If your only symptom is an itchy mouth, you are experiencing oral allergy syndrome. This condition typically only affects the mouth. It is not considered a food allergy but rather cross-reactivity related to a pollen allergy. If you develop other symptoms aside from an itchy mouth, such as asthma, hives or digestive problems, you may have a food allergy. Make an appointment with your doctor to determine the cause and the most effective treatment for your condition.

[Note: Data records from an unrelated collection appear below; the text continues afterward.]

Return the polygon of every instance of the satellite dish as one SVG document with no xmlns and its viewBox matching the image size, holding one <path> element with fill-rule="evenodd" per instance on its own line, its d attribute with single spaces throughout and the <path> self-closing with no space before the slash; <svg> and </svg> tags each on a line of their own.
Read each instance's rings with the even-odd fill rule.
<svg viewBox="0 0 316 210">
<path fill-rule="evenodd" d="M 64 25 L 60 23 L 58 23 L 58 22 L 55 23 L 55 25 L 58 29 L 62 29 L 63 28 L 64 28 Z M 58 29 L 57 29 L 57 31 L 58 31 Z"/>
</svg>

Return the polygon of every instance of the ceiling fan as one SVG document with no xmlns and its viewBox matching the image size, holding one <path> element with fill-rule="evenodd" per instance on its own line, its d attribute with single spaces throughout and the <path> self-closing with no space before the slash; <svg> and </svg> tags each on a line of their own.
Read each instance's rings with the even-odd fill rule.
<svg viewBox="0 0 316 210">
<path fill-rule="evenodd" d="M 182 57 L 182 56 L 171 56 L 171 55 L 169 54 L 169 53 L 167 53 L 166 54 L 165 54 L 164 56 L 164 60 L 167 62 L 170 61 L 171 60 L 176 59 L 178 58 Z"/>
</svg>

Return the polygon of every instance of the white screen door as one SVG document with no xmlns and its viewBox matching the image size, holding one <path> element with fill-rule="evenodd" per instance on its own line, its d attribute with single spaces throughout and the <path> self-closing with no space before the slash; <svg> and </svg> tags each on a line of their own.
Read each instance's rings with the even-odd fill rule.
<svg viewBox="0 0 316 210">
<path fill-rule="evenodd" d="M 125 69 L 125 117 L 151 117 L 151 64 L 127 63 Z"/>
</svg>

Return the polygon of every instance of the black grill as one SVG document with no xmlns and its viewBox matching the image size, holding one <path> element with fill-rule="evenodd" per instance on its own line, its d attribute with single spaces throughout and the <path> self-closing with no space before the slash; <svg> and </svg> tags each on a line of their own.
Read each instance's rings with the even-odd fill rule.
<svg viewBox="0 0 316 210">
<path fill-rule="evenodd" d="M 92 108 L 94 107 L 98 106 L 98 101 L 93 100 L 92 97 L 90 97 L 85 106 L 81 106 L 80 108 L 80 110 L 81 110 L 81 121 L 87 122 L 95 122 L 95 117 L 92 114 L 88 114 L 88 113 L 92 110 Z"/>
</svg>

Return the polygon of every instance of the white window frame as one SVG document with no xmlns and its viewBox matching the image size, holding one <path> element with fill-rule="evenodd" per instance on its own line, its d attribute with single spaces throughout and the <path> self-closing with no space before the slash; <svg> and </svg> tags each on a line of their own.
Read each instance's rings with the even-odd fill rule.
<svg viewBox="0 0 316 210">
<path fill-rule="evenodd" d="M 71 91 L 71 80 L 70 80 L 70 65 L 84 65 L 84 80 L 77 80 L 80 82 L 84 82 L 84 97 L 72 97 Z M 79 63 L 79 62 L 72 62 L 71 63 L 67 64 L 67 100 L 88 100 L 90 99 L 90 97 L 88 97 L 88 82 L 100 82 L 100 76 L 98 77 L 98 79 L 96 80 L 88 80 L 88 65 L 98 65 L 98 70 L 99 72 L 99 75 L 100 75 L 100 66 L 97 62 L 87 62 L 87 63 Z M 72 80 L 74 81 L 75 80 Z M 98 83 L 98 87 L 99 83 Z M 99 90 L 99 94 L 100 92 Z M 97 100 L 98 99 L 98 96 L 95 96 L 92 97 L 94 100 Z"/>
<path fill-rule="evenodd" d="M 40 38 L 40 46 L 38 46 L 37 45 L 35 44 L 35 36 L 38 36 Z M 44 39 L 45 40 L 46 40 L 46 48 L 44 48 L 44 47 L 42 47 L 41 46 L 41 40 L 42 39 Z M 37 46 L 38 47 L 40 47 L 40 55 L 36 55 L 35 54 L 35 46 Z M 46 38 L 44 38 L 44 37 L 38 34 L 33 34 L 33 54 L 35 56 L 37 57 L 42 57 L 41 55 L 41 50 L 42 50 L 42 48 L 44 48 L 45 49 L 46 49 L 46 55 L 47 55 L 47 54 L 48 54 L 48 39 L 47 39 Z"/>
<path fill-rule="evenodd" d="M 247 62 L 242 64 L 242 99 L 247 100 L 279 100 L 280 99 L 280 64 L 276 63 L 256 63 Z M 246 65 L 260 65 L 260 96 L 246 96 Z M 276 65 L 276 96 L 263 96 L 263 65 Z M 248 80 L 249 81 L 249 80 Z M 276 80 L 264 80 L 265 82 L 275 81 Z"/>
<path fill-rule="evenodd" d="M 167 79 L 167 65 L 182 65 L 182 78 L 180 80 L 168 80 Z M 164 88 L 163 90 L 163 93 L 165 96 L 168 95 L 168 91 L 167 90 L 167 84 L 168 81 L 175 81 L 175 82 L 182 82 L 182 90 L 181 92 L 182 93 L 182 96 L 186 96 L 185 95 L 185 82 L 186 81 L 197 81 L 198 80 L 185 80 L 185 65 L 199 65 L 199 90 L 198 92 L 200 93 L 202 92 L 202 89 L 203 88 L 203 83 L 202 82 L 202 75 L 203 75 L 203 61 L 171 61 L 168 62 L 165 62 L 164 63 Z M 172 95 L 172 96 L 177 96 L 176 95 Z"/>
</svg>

The Food Allergy and Anaphylaxis Network states that cooking fruit before ingesting it may help prevent an itchy mouth. If your body confuses the proteins in the fresh fruit for pollen, it will release histamine in the localized area of the mouth to protect the body from allergen, although it's harmless. Some people may experience other symptoms related to hay fever, such as nasal drainage, sneezing, stuffy nose, eye irritation and throat irritation. Adults are more commonly affected by this condition in comparison to children, according to the Children's Hospital of Philadelphia.
Types of Pollen and Fruit
If you're allergic to birch pollen, the following fresh fruits may trigger oral allergy syndrome: pears, peaches, apples, apricots, cherries, plums, prunes, kiwi and nectarines. Eating bananas, watermelon, honeydew or cantaloupes can cause an itchy mouth if you're allergic to ragweed. Certain grass pollen can cause your mouth to itch when you eat oranges, tomatoes, melons or peaches. Consuming pears, apples, cherries and peaches can cause oral allergy syndrome if you're allergic to alder pollen, according to the Children's Hospital of Philadelphia.
If cooking the fruit doesn't prevent developing an itchy mouth, talk to your doctor about sublingual immunotherapy. This is a treatment used for oral allergy syndrome that uses a tiny amount of the allergen that's placed under the tongue to desensitize the body to the allergen, according to the John Hopkins Sinus Center.